Now he’ll get to be part of their story.
Zimmernam, the ride chairman for the Omaha Pedalers Bicycle Club, has invited the Travises to stay with him and his wife, Kathi, the week before they take part in RAGBRAI, the bike ride across Iowa that begins July 19 in Council Bluffs.
He has set up some speaking engagements for the couple, who chronicle their adventures on www.DownTheRoad.org. They’ve also written two books.
“It’s one thing for me to ride around Minnesota and Iowa,’’ Zimmerman said. “To ride through China and Central America blows me away. I can hardly wait to hear their stories firsthand.’’
The couple from Prescott, Ariz., quit their jobs after saving $100,000 to finance their adventures. Tim is a special education teacher and Cindie a geologist.
They wrote their first book after traveling through Central and South America. They’ve also ridden through such far-flung places as New Zealand, Australia, southeast Asia and China.
They’re now cycling across America, visiting as many national parks and forests as they can.
Tim recently survived a scary incident in Kansas.
“Someone tried to kill Tim near Alexandria. A speeding truck threw a bottle, hit Tim in the head. His helmet saved his life,” Cindie reported in her journal. “Luckily, he was not hurt.’’
Their seven-year plan has been extended, thanks to the profits from their books and advertising on the Web site.
“They are going to keep riding until they are too old to ride,’’ Zimmerman said. “They are living out of a tent and staying with people like me who want to hear their story.’’
If you’d like to hear the couple speak, contact Zimmerman at 402-317-0155 or at firstname.lastname@example.org.
2,000 miles since January
Although Zimmerman hasn’t piled up near the mileage of the Travises, he’s managed to cycle 2,000 miles since Jan. 1.
The 60-year-old retiree just completed the NUMB ride, which takes place in a different corner of Nebraska each summer.

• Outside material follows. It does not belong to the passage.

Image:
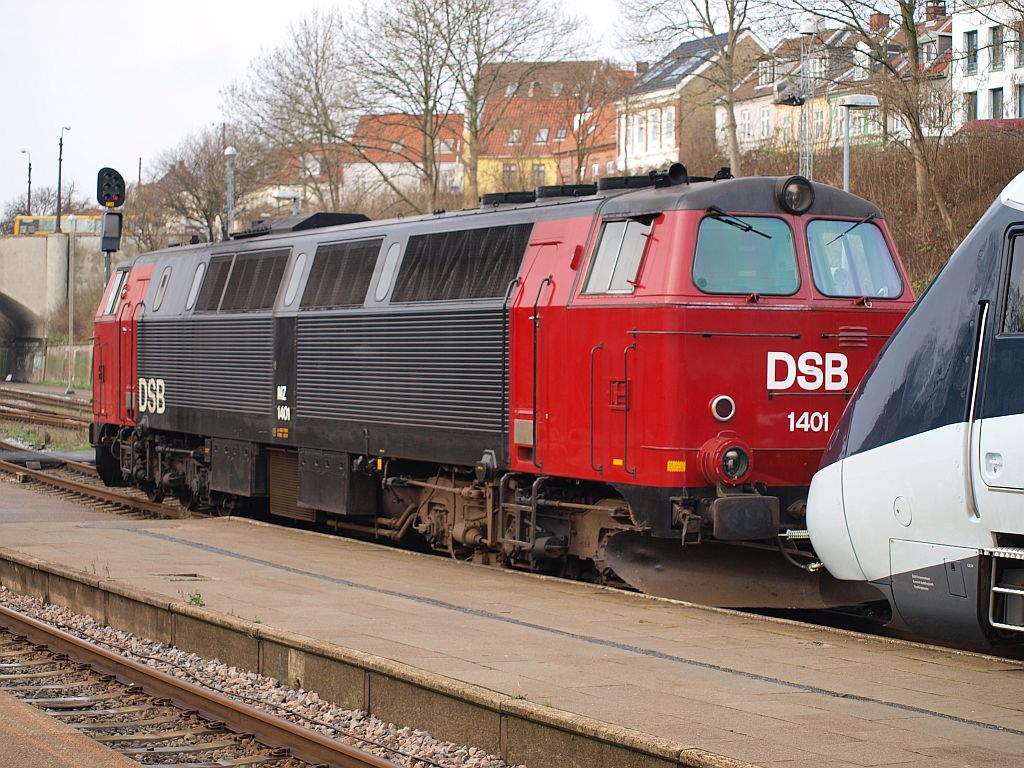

About 135 riders took part in the Nebraska United Methodist Bike ride, which is sponsored by a church in Omaha’s Elkhorn neighborhood. The ride started in Ogallala before moving on to Brady, Stapleton, North Platte and then back to Ogallala.
“It’s like summer camp for adults,’’ he said.
Just before the NUMB ride, Zimmerman biked to Minneapolis and the Boundary Waters in Minnesota, taking advantage on the way of hosts he enlisted through warmshowers.org.
By putting his name on a list saying he’s willing to take in bikers who are traveling across the country, Zimmerman was able to stay with three families on his way to Minneapolis. He said the trip was 350 miles.
When he’s not riding, Zimmerman and others in the Pedalers are working to revitalize the club.
“I like the exercise, and I like the people,’’ Zimmerman said. “I just like to meet and greet people, especially people who like to do the things I like to do. And biking is what I like to do.’’
Hot weather cools fishing
Now that summer has kicked into high gear, fishing is slowing.
Daryl Bauer, the fisheries outreach program manager for the Nebraska Game and Parks, says it just means anglers have to work a little harder.
“There is a lot of natural prey available,’’ Bauer said. “They eat more during the summer than any other time of the year. Their metabolism is cooking right along.’’
Bauer said fish have shorter feeding periods because they don’t have to search long to find their food. That means anglers need to hit the prime times — early or late in the day, or after dark for species such as catfish.
Keep in mind, he said, that fish get selective. Anglers need to match as closely as possible the prey of the fish they are trying to catch.
Use smaller bait, because a lot of the fish aren’t very big yet. Switch to something larger in the fall.
“Fishing fast, trolling fast, fast retrieves can work really well right now this time of year,’’ Bauer said.